Salió el honorable Juez Thorpe trastabillándose contra las sillas y muebles del salón. Flambeau sonreía como un colegial que acaba de asistir a una obra de teatro y nunca olvidó que aquel fue el interrogatorio más divertido que había visto en su vida. Un poco más tarde, volvió a asomarse por allí Carter, el mayordomo, diciendo que algunos invitados iban a tomar un leve refrigerio e invitando al Inspector y sus acompañantes al mismo. Grandison Chase accedió a interrumpir momentáneamente la sesión de declaraciones y acompañó al mayordomo, mientras era seguido por el pequeño curita inglés y el corpulento detective francés.
-Señor Redvill, es usted anticuario, ¿verdad?Redvill asintió, sin dejar de bizquear mientras emitía un leve gruñido.

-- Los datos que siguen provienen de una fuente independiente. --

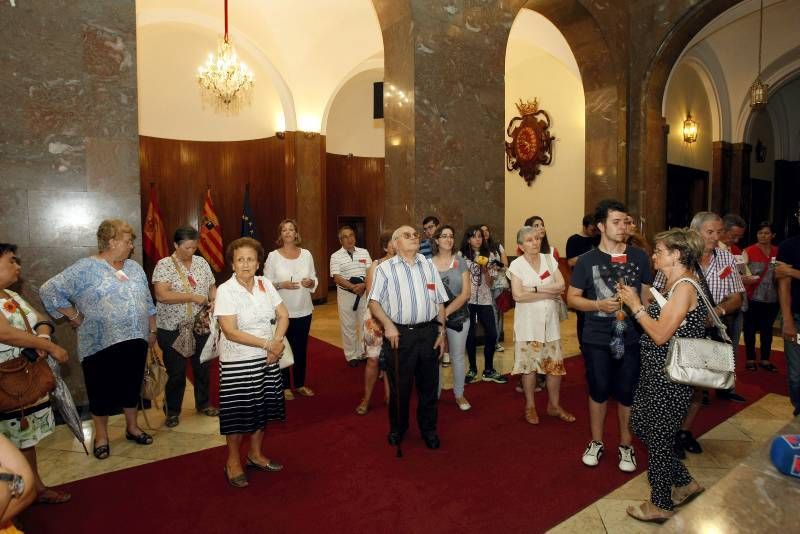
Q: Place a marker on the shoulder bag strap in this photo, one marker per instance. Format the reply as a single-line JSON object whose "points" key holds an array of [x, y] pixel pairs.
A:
{"points": [[23, 314], [723, 332], [185, 283]]}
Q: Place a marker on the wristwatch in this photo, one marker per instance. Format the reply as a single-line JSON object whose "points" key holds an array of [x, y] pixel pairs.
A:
{"points": [[16, 484]]}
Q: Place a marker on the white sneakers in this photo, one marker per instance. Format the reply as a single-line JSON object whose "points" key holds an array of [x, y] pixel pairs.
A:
{"points": [[627, 456], [592, 454]]}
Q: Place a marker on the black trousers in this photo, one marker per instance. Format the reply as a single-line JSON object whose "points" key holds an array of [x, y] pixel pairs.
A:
{"points": [[415, 361], [484, 314], [759, 317], [113, 376], [297, 336], [176, 372]]}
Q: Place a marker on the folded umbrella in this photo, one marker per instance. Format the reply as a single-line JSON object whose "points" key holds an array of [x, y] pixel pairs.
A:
{"points": [[61, 398]]}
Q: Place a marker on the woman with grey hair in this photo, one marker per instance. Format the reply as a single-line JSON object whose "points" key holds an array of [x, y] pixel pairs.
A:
{"points": [[184, 287], [536, 284], [105, 297]]}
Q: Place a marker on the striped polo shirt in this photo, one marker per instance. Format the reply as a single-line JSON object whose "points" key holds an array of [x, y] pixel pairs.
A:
{"points": [[408, 293], [349, 267]]}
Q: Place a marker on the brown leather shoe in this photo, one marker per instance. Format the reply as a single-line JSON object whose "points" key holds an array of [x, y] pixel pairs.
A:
{"points": [[239, 481], [531, 416], [649, 512], [684, 494]]}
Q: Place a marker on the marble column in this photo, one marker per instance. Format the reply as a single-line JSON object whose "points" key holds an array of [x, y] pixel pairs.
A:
{"points": [[720, 171], [68, 136], [738, 196]]}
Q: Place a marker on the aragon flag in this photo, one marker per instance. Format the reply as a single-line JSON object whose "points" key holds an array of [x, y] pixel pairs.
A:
{"points": [[211, 236], [154, 238]]}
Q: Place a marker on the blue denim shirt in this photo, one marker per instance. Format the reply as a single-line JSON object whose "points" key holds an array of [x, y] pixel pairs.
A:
{"points": [[114, 310]]}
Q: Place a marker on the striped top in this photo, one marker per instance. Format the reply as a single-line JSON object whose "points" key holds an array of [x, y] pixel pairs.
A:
{"points": [[722, 276], [347, 266], [408, 294]]}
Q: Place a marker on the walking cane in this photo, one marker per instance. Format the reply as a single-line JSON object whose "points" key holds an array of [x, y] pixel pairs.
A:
{"points": [[399, 453]]}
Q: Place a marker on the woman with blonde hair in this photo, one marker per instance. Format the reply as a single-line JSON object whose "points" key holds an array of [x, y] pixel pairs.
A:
{"points": [[536, 285], [291, 270], [106, 298], [660, 405]]}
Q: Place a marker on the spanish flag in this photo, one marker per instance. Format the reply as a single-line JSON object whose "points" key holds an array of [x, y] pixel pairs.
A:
{"points": [[211, 236], [154, 240]]}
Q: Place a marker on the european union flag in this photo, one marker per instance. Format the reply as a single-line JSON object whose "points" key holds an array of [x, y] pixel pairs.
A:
{"points": [[248, 221]]}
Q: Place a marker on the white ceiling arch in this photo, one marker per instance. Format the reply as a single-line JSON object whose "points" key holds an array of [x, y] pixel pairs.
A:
{"points": [[154, 17]]}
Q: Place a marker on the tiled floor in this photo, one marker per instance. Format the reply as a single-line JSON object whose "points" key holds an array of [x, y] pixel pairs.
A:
{"points": [[61, 457]]}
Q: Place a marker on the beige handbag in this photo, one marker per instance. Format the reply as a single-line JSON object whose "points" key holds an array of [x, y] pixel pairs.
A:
{"points": [[701, 362]]}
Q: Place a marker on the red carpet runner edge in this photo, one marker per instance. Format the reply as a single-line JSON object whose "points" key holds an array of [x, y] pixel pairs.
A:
{"points": [[494, 471]]}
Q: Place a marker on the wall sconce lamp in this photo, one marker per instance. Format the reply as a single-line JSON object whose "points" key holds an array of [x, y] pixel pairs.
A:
{"points": [[689, 129]]}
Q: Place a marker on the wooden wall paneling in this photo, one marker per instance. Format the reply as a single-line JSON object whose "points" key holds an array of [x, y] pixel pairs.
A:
{"points": [[183, 170], [355, 187]]}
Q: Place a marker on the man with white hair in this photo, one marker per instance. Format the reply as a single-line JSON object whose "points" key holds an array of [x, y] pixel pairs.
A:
{"points": [[408, 298]]}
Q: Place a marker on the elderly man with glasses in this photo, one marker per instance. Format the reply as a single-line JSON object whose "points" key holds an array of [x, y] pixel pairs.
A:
{"points": [[408, 297]]}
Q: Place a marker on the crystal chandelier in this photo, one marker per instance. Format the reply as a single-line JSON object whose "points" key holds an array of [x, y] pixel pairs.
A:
{"points": [[224, 79], [759, 90]]}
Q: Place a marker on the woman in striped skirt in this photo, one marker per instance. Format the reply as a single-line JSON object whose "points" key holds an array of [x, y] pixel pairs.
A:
{"points": [[251, 389]]}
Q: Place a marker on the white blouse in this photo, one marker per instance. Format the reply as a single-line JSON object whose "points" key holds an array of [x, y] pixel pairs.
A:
{"points": [[280, 269], [254, 313], [536, 321]]}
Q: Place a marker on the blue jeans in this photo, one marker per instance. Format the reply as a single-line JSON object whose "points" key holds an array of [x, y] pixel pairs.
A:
{"points": [[792, 351]]}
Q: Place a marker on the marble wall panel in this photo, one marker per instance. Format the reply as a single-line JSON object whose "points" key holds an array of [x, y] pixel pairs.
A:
{"points": [[14, 216], [68, 134], [112, 165], [70, 219]]}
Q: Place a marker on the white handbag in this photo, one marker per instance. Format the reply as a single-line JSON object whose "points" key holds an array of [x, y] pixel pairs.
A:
{"points": [[701, 362], [287, 358]]}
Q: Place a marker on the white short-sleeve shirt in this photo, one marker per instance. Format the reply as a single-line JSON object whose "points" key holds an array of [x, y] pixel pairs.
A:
{"points": [[254, 314], [280, 269], [347, 266], [536, 321]]}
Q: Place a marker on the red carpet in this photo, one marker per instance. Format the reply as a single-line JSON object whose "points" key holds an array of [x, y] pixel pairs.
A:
{"points": [[494, 472]]}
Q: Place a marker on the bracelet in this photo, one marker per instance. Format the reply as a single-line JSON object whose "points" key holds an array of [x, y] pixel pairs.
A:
{"points": [[47, 323]]}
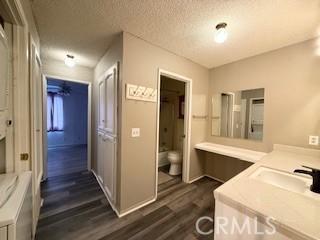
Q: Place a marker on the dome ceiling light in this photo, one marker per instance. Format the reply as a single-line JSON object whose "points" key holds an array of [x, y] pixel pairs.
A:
{"points": [[69, 61], [221, 33]]}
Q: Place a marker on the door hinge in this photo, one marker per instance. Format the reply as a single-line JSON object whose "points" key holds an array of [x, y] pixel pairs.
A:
{"points": [[24, 156]]}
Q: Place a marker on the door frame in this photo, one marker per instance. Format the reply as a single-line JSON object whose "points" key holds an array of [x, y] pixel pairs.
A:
{"points": [[250, 114], [89, 118], [187, 123], [36, 165]]}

-Me informan de que era usted amigo de los señores Woolcott y Parks, que les vendía colecciones de arte, de armas y demás antiguallas. Dicen que fue usted quien suministró al Magistrado las dos Mauser con que se efectuó la absurda competición de esta tarde. ¿Todo eso es cierto?
-¡Muy cierto, sr. Chase! -subrayó aquel hombre extraño, con piel tan rugosa como la de una tortuga. -Lamento haber sido quien le vendiera a Woolcott las Mauser C-96 pero espero que eso no sea un crimen en sí mismo. Hace más de treinta años que me dedico al negocio de las “antiguallas”, como dice usted, con tanta sorna. Y hace veinte o más que conocía al sr. Woolcott y al sr. Parks, aunque cuando trabé amistad con ellos ni uno era Magistrado ni el otro Fiscal. También, como ellos, soy amante de las antigüedades, de las colecciones de objetos vetustos y valiosos, hechos a la vieja usanza. Fui yo quien le vendió al pobre Woolcott esas dos armas infernales, sí, pero yo mismo no sabría usarlas. Por si no lo sabe, sufro de problemas de visión y no pude cumplir con mi patria: no realicé el servicio militar. En suma, nunca he disparado un arma y, pese a que guardo en mi tienda muchas de ellas, sería incapaz de utilizarlas. Ni siquiera conozco sus partes ni sé cómo se montan. Sólo las colecciono, las admiro y me deleito con ellas, nada más.
El Inspector, el cual iba apuntando en una libreta todas las declaraciones de cada uno de los invitados, anotó los datos que Redvill, el anticuario, había compartido con ellos. El curita puso cara de contrariedad, tal vez porque, como luego él mismo me confesó, las declaraciones del Juez, del anticuario y de otros, que en apariencia les iban exculpando como responsables del crimen, irremisiblemente iban acercando al Fiscal Parks, poco a poco, al nudo de la horca.
Flambeau notó aquella cara de preocupación en su amigo y, como días más tarde me refirió también, pensó en aquel momento si su amigo el curita no se habría obstinado demasiado en la defensa del Fiscal Parks, cegado en su inocencia y tal vez empeñado en demostrarla, contra toda evidencia. Pues a ojos del Inspector y de Flambeau, en aquel momento consideraban a Parks como el presunto autor del crimen.
Muchos indicios apuntaban a ello (las huellas habían sido el último dardo en la diana) y, aunque luego hubieron de modificar sus opiniones, tanto al Inspector como a él se les fue formando en sus mentes la imagen de un Fiscal astuto y perverso, un ser capaz de mentir y de preparar aquella farsa con tal de cumplir su pérfida venganza. Luego continuarían el interrogatorio a Redvill, que seguía bizqueando. A Flambeau le dejó muy impresionado la cara de abatimiento del Padre Brown ante aquel montón de pistas e indicios que se iban acumulando contra Parks y se clavaban en su cerebro como los clavos que cierran la madera de un ataúd.